Furthermore, if Jesus is still dead, so are all those who now lie dead themselves who had hoped in him by faith, and the faith in which they died now mocks them:
Then those also who have died in Christ have perished. If for this life only we have hoped in Christ, we are of all people most to be pitied. (1 Corinthians 15:18-19, NRSV)
When some in Corinth denied the resurrection, Bishop Wright points out, they were declaring, in effect, that the ancient pagan view of life after death (a shadowy half-existence in the world of Hades) was the best they could hope for.
But there’s a problem, too, with many in the Church who DO believe in the bodily resurrection of Jesus. The problem is that they view Jesus’ resurrection simply as the ticket that will lead to their own personal life after death.
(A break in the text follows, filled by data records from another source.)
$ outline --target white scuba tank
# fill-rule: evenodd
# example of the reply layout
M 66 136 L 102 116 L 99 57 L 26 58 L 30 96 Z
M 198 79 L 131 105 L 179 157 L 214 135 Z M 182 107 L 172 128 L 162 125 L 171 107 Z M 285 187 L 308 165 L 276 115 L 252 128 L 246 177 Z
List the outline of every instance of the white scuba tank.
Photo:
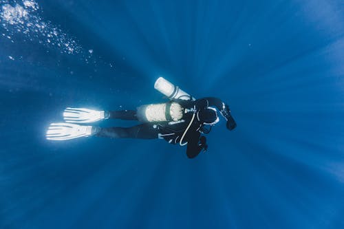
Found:
M 167 96 L 169 99 L 181 99 L 189 100 L 190 99 L 195 100 L 195 98 L 190 96 L 186 92 L 175 86 L 162 77 L 159 77 L 154 84 L 154 88 Z

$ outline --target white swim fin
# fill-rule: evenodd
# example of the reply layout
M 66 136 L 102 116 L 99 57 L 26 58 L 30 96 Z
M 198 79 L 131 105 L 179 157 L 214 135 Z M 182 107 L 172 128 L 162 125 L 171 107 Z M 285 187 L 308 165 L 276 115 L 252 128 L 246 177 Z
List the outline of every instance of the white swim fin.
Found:
M 80 126 L 72 123 L 52 123 L 47 131 L 47 140 L 63 141 L 81 137 L 88 137 L 97 133 L 99 127 Z
M 63 118 L 66 122 L 90 123 L 109 118 L 107 113 L 87 108 L 67 107 L 63 112 Z

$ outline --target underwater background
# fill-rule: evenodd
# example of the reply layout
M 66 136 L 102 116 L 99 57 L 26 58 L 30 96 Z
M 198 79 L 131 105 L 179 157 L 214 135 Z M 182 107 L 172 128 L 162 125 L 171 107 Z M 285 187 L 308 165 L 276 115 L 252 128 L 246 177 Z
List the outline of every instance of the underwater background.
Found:
M 342 0 L 0 4 L 0 228 L 344 228 Z M 222 119 L 193 160 L 45 140 L 67 107 L 166 101 L 159 76 L 222 99 L 237 129 Z

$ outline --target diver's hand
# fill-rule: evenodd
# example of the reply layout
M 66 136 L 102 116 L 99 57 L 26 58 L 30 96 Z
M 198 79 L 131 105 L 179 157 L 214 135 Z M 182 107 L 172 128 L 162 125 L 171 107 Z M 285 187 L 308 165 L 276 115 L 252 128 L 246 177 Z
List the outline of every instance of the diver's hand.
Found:
M 226 120 L 228 120 L 228 117 L 230 116 L 230 109 L 228 105 L 223 104 L 222 109 L 219 111 L 222 116 L 224 116 Z
M 232 116 L 227 118 L 227 122 L 226 122 L 226 127 L 230 131 L 233 131 L 235 127 L 237 127 L 237 123 L 234 120 Z
M 105 111 L 67 107 L 63 112 L 63 118 L 66 122 L 89 123 L 107 119 L 109 115 Z

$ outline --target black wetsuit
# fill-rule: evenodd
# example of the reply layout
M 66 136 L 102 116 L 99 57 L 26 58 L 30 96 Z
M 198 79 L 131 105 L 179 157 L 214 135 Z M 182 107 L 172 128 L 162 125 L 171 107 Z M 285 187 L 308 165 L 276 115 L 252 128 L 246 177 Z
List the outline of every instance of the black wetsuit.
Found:
M 179 103 L 184 109 L 193 111 L 211 106 L 222 111 L 225 105 L 221 100 L 213 97 L 197 100 L 172 100 L 172 101 Z M 188 157 L 193 158 L 202 149 L 207 148 L 205 137 L 201 137 L 201 133 L 205 133 L 203 131 L 204 124 L 201 123 L 195 116 L 192 123 L 190 123 L 195 113 L 193 111 L 184 113 L 182 120 L 177 122 L 147 122 L 131 127 L 101 128 L 96 135 L 112 138 L 160 138 L 164 139 L 171 144 L 183 144 L 187 142 L 186 155 Z M 108 112 L 109 118 L 138 120 L 136 111 L 125 110 Z M 190 127 L 184 134 L 189 124 Z M 181 142 L 183 134 L 184 134 L 184 137 Z

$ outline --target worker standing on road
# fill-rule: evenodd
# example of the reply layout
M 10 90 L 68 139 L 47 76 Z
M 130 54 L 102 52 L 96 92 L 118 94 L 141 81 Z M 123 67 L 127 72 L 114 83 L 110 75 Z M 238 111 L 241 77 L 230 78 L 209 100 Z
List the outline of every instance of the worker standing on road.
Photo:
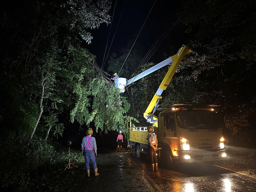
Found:
M 98 173 L 98 168 L 96 164 L 95 156 L 97 156 L 97 146 L 96 145 L 96 140 L 95 138 L 92 136 L 93 132 L 92 129 L 89 128 L 86 131 L 87 136 L 83 138 L 82 144 L 82 149 L 83 154 L 84 156 L 85 160 L 85 167 L 87 171 L 88 177 L 90 176 L 90 161 L 91 159 L 94 169 L 95 176 L 98 176 L 100 174 Z
M 122 143 L 124 140 L 124 137 L 122 135 L 122 132 L 120 131 L 119 132 L 119 135 L 117 136 L 117 139 L 116 140 L 116 142 L 117 142 L 117 148 L 120 146 L 121 148 L 122 147 Z
M 119 78 L 119 76 L 117 75 L 117 74 L 115 73 L 114 74 L 115 76 L 112 78 L 112 79 L 115 81 L 115 86 L 116 87 L 118 87 L 118 85 L 117 84 L 117 80 Z
M 149 145 L 148 153 L 152 165 L 152 171 L 154 171 L 155 165 L 156 169 L 157 168 L 157 158 L 156 157 L 156 150 L 158 149 L 157 147 L 157 138 L 156 135 L 154 132 L 153 127 L 150 126 L 148 128 L 148 131 L 149 132 L 148 135 L 148 140 Z

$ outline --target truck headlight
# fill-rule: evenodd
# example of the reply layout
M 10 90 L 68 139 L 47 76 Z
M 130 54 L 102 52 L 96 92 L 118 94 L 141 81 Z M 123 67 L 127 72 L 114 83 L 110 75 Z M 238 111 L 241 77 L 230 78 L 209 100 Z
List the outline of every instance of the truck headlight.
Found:
M 180 138 L 180 147 L 181 148 L 181 150 L 185 151 L 189 151 L 190 150 L 190 148 L 189 147 L 188 140 L 181 137 Z
M 220 140 L 220 148 L 221 149 L 224 149 L 224 140 L 225 140 L 224 139 L 224 138 L 222 137 Z

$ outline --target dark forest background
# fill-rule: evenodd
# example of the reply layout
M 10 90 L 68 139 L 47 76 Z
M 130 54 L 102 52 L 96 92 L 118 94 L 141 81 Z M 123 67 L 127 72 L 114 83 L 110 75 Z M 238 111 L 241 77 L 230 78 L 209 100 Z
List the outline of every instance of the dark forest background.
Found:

That is, the significance of Jesus’ resurrection was only about opening the door so that they could live forever with him and their loved ones in heaven. Is that really what Jesus’ bodily resurrection was meant to accomplish?
Listen to some of things I’ve actually heard people say trying to comfort someone who has just lost a loved one. While their intentions are good, their comments reveal just how messed up our theology on this subject is:
· God took her because he needed another angel in heaven.
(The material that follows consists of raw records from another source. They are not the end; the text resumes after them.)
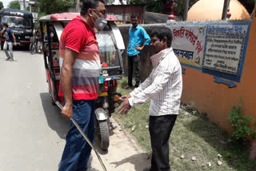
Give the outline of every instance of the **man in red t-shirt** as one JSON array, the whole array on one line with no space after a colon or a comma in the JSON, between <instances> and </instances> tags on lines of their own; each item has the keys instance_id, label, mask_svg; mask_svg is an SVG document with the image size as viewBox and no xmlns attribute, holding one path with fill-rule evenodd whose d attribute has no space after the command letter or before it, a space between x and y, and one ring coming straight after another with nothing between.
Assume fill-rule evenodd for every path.
<instances>
[{"instance_id":1,"label":"man in red t-shirt","mask_svg":"<svg viewBox=\"0 0 256 171\"><path fill-rule=\"evenodd\" d=\"M99 49L94 28L106 25L102 0L84 0L80 16L65 27L59 42L61 86L65 105L62 114L74 117L88 138L95 133L94 109L101 69ZM97 20L97 22L96 22ZM70 121L59 171L85 171L91 148Z\"/></svg>"}]
</instances>

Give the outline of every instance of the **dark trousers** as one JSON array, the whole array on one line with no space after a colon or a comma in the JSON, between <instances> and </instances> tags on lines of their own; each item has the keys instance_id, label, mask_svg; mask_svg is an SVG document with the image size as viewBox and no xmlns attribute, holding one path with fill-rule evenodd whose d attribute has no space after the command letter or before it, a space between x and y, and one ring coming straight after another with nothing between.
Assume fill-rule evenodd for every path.
<instances>
[{"instance_id":1,"label":"dark trousers","mask_svg":"<svg viewBox=\"0 0 256 171\"><path fill-rule=\"evenodd\" d=\"M73 101L73 117L92 142L95 132L94 109L94 100ZM91 147L71 121L70 129L66 137L66 141L58 171L86 170Z\"/></svg>"},{"instance_id":2,"label":"dark trousers","mask_svg":"<svg viewBox=\"0 0 256 171\"><path fill-rule=\"evenodd\" d=\"M135 86L138 86L141 81L141 72L140 72L140 58L141 54L136 54L134 56L128 56L128 86L133 86L133 72L134 66L135 74Z\"/></svg>"},{"instance_id":3,"label":"dark trousers","mask_svg":"<svg viewBox=\"0 0 256 171\"><path fill-rule=\"evenodd\" d=\"M152 148L150 171L170 171L169 137L177 115L150 116L150 134Z\"/></svg>"}]
</instances>

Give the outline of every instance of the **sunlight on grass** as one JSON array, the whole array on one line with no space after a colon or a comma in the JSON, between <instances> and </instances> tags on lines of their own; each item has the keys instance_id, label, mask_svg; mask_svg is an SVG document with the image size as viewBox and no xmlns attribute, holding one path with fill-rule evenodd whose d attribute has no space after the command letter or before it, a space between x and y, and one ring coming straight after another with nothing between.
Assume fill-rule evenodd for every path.
<instances>
[{"instance_id":1,"label":"sunlight on grass","mask_svg":"<svg viewBox=\"0 0 256 171\"><path fill-rule=\"evenodd\" d=\"M127 78L118 82L118 92L122 95L129 93L133 89L123 89ZM123 128L130 133L137 142L147 153L151 153L150 134L148 131L150 101L134 106L124 116L113 115L122 124ZM256 161L248 160L249 151L246 145L231 145L226 132L207 117L195 111L186 111L185 105L180 113L170 138L170 162L172 170L239 170L255 171ZM131 131L135 126L135 130ZM222 157L218 157L221 154ZM181 159L184 155L185 158ZM196 161L192 161L192 157ZM222 165L217 164L218 161ZM207 166L207 162L211 166Z\"/></svg>"}]
</instances>

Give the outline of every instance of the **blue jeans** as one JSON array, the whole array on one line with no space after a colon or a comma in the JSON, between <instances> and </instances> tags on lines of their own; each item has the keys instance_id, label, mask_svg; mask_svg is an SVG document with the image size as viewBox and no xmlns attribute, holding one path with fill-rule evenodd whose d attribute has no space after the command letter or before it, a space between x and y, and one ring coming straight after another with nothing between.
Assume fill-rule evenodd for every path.
<instances>
[{"instance_id":1,"label":"blue jeans","mask_svg":"<svg viewBox=\"0 0 256 171\"><path fill-rule=\"evenodd\" d=\"M73 101L73 117L93 142L94 139L94 100ZM70 129L66 137L66 146L59 171L85 171L90 155L91 147L70 121Z\"/></svg>"}]
</instances>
· He has gone to a better place.
· Now she watches over us. You have a new guardian angel.
· God has a plan.
· Now he has his angel wings.
I could go on, but I think you get my point. Can Paul help us untangle this mess?
Untangling this tangled theology of resurrection is exactly what Paul will help us do in the next passage.
APPLY
If Christ has not been raised bodily from the dead, then my proclamation all these years has been in vain and my faith has been in vain. I believe he has been raised bodily from the dead. But that belief has consequences that go far beyond its impact on my personal eternal life (as we’ll see in the next passage).
PRAYER
Lord Jesus, I do believe God raised you bodily from the dead. (Otherwise, who would I be talking to?) I just don’t get how those who do not believe that can still find faith. I get it that to believe in resurrection is hard, really hard based only on our experience. But isn’t it cutting off the branch on which we are standing not to believe in resurrection? Anyway, I look forward to wrestling with the implications of believing in your resurrection as Paul continues. In Christ. Amen.
QUESTIONS FOR DISCUSSION
1. Do you believe in the bodily resurrection of Jesus? Why or why not? If not, if you understand resurrection in more metaphorical terms, as Bob’s professor did, how does that produce faith for you?
2. Paul says, “…if Christ has not been raised, then our proclamation has been in vain and your faith has been in vain.” Explain his logic. Do you agree with that logic?
3. If there is no resurrection, then Jesus is still dead, reasons Paul. If that is the case, then we are still stuck in our sins. What is his basis for this claim?
4. “But there’s a problem, too,” says Bob, “with many in the Church who DO believe in the bodily resurrection of Jesus.” What is that problem as Bob sees it? Is that really what Jesus’ bodily resurrection was meant to accomplish? (Paul will address this more fully in the next passage.)
How can you apply these insights in your life?